Irans Deutschland-Boykott wurde wenige Tage nach dem Amtsantritt des neuen Präsidenten Chatami ausgesprochen.

Er wurde kurz nach seinem Amtsantritt bekannt. Bezeichnend ist zum Beispiel, daß die Äußerungen, in welcher Reihenfolge die EU-Botschafter nach Teheran zurückkehren sollen, nicht von Chatami kamen, sondern daß ihm der Expräsident Rafsandschani zuvorkam.

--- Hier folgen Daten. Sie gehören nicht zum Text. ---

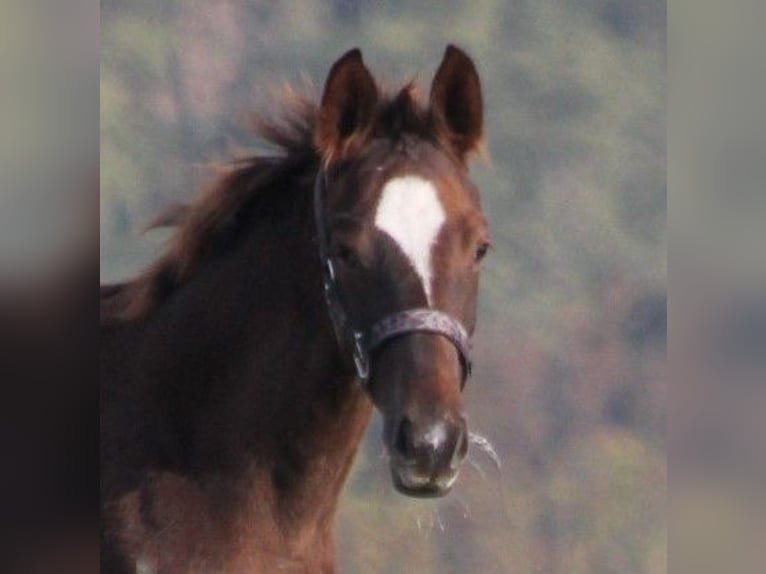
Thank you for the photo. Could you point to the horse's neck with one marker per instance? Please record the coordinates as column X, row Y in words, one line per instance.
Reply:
column 269, row 405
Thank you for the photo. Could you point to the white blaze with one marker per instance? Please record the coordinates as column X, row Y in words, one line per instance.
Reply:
column 411, row 213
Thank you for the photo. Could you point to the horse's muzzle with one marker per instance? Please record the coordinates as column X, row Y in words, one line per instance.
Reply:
column 426, row 455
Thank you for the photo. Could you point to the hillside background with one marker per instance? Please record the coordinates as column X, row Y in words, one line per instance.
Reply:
column 569, row 386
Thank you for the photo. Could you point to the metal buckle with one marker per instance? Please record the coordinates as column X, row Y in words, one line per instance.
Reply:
column 361, row 358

Der hat erklärt, die Botschafter müßten nacheinander kommen, als letzter der deutsche.

Rafsandschani müßte doch ein Interesse daran haben, Chatami zu stützen.

Ich glaube eher, daß er als Vorsitzender des „Feststellungsrates“ politischen Einfluß nehmen will. Zwar hat laut Verfassung der Präsident die zweite Position im Staat, aber ich fürchte, daß es trotzdem Machtkämpfe geben wird.

Deutsche Unternehmer haben sich beim Bundeswirtschaftsministerium über Irans Boykott beschwert. Was kann Bonn tun?

Das Wirtschaftsministerium hat versprochen, Schritte einzuleiten. Aber die Tatsache, daß es weder hier noch in Teheran einen Botschafter gibt, trägt nicht gerade zur Beschleunigung bei.